Viviana Maldonado’s “I’m not going to lie. This is my life” on The Recollectors
There is a dark, ferocious specificity to the way that the biology of untreated HIV infection maps onto the emotional experiences that the virus engenders. I have been writing about HIV for nearly 15 years and there are times that I think there are no metaphors that the virus has not replicated within the blood. Take memory, for example. HIV preferentially infects the body’s immune cells, including the memory cells that hold our ability to protect ourselves against infections–that hold the memory of health and the power of healing. Untreated, HIV drives memory cells into what inmunologists call a state of “exhaustion.” Fortunately and beautifully, there is something in humans, perhaps the soul, that transcends biology. The Recollectors Project, a recently launched website dedicated to the memories, photos, writing and oral history of children who lost parents to AIDS, is triumph of love over exhaustion. Viviana Maldonado’s oral history, “I am not going to lie. This is my life,” is a powerful, plainspoken and stereotype-busting story about how her Mexican family and wider community rallied around her father, a pastor, when he was diagnosed with HIV.
“I remember thinking Mom is too hysterical for cancer, but too calm for AIDS. If he had AIDS, she would be way more hysterical.”
There is no ostracization here. No revelation of how her father acquired the virus. The family focused on other things: love, medicine, vacations and, for Maldonado, helping her father to face the fact that the end was near.
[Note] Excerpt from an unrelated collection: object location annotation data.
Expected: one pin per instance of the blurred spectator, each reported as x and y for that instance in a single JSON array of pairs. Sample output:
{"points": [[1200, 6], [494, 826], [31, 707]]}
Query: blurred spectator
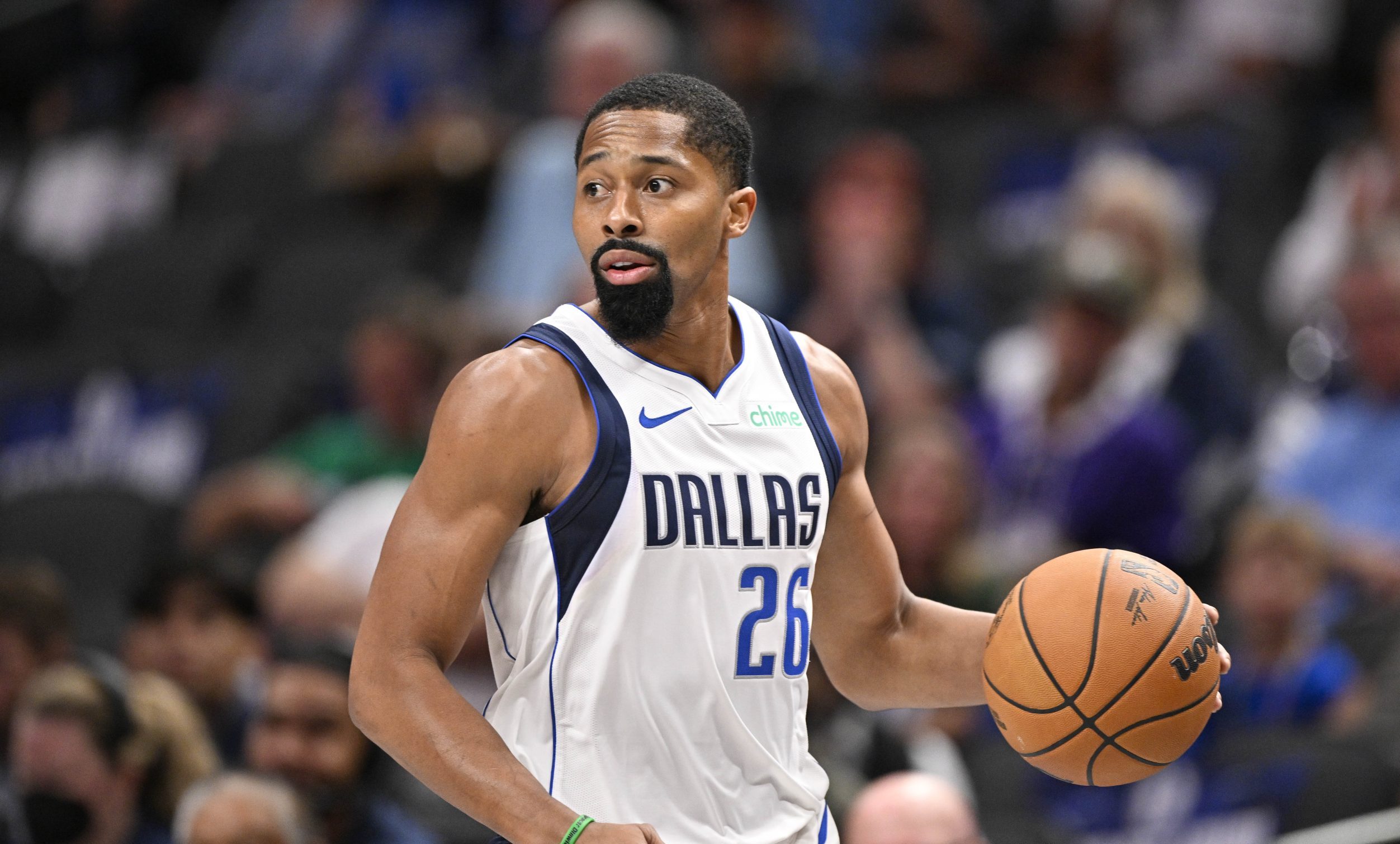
{"points": [[243, 809], [873, 255], [927, 483], [1172, 60], [396, 359], [1076, 458], [83, 192], [1354, 189], [76, 66], [317, 581], [853, 745], [34, 633], [912, 809], [935, 49], [1349, 465], [303, 732], [413, 108], [1182, 349], [199, 626], [528, 261], [103, 757], [1285, 672], [756, 52], [276, 65]]}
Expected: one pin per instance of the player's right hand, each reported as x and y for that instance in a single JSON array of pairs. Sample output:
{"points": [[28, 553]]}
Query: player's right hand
{"points": [[619, 833]]}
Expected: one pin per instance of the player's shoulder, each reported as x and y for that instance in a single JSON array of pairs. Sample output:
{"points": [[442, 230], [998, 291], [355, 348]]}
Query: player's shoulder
{"points": [[838, 391], [526, 388]]}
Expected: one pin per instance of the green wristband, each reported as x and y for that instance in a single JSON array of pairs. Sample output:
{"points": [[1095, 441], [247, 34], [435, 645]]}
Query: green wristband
{"points": [[577, 829]]}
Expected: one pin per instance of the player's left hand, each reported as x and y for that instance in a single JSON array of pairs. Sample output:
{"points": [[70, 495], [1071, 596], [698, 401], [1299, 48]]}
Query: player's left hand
{"points": [[1215, 619]]}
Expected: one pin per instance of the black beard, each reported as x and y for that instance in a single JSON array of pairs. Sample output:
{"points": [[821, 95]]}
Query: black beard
{"points": [[635, 312]]}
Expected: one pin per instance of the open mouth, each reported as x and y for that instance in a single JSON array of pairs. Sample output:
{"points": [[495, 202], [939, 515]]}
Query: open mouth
{"points": [[623, 267]]}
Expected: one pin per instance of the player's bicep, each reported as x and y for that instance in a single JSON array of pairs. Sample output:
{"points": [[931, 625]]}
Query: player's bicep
{"points": [[495, 445], [859, 591]]}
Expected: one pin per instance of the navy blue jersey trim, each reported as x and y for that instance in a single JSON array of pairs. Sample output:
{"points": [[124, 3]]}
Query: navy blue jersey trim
{"points": [[744, 350], [800, 381], [499, 629], [579, 525]]}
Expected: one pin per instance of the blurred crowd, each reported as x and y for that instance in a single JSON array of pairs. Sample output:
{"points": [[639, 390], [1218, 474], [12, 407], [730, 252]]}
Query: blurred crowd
{"points": [[1118, 273]]}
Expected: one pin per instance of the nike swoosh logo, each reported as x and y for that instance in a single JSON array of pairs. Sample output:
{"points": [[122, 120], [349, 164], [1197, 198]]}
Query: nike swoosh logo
{"points": [[651, 422]]}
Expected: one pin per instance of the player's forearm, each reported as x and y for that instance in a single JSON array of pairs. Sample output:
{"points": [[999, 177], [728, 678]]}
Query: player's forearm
{"points": [[929, 657], [406, 706]]}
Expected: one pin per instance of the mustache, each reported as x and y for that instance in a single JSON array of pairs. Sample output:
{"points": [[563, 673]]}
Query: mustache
{"points": [[654, 254]]}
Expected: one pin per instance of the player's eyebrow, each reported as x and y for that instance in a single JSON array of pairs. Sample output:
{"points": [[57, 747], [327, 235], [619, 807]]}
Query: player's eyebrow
{"points": [[601, 154]]}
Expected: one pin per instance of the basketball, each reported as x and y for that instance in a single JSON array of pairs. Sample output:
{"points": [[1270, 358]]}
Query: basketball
{"points": [[1101, 667]]}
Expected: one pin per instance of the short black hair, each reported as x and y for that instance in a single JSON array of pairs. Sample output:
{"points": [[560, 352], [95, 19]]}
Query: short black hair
{"points": [[715, 122], [154, 595]]}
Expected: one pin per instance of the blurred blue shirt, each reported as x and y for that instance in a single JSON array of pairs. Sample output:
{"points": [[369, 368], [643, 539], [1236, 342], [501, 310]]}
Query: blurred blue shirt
{"points": [[1351, 470]]}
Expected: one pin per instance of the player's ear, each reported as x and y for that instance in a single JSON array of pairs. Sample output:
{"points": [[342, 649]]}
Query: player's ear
{"points": [[740, 212]]}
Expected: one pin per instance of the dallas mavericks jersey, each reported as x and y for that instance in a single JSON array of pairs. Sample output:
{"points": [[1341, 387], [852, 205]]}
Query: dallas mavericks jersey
{"points": [[650, 634]]}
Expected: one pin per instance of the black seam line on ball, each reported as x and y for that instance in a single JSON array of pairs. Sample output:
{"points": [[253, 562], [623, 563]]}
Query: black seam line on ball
{"points": [[1023, 707], [1060, 743], [1167, 640], [1132, 727], [1088, 671], [1164, 715], [1129, 728], [1004, 696], [1098, 611], [1092, 723]]}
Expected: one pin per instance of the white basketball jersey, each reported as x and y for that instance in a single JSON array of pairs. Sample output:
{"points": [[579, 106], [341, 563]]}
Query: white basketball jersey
{"points": [[650, 634]]}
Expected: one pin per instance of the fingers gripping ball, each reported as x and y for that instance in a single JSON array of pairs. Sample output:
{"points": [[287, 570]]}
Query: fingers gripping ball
{"points": [[1101, 667]]}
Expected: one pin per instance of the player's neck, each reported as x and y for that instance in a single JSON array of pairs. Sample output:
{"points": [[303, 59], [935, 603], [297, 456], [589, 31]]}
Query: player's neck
{"points": [[702, 339]]}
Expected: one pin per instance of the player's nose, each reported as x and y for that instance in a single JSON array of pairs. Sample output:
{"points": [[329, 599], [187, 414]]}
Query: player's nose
{"points": [[623, 217]]}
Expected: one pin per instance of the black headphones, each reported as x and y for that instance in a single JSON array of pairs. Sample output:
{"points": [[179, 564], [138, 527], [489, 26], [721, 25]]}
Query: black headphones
{"points": [[112, 679]]}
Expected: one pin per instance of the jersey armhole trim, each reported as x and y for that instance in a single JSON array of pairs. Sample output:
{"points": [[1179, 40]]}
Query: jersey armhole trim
{"points": [[581, 521], [800, 381]]}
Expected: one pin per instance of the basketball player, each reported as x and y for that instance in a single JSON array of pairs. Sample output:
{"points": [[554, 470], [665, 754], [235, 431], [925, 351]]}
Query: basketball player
{"points": [[660, 501]]}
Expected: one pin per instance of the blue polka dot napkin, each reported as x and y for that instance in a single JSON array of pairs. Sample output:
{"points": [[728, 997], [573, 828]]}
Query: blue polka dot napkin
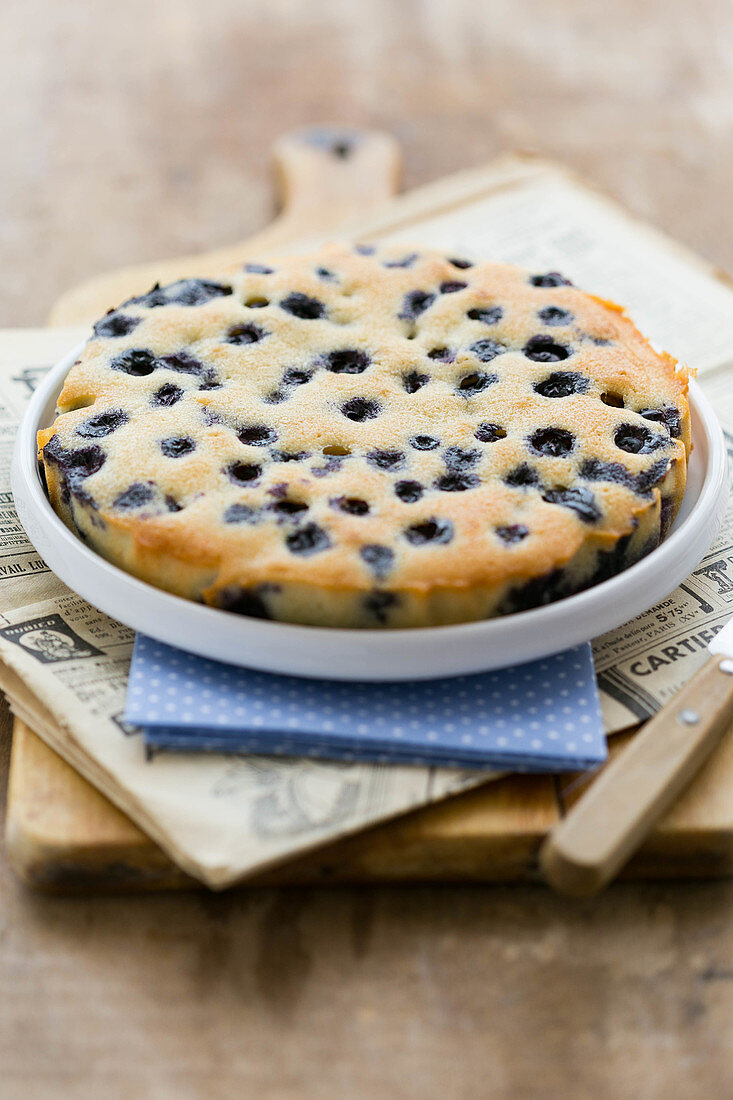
{"points": [[544, 716]]}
Recollectors was created to fill the gap in memory about the children left behind by parents who died of HIV. The gay male epidemic of the 1980s and 1990s rarely features these sons and daughters, these families. Twenty years later, their experiences are not part of the tally of what HIV has done and continued to do to this country. Maldonando and her co-contributors ensure that this is otherwise. The progeny of memory cells are called daughter cells. There is truth in the blood.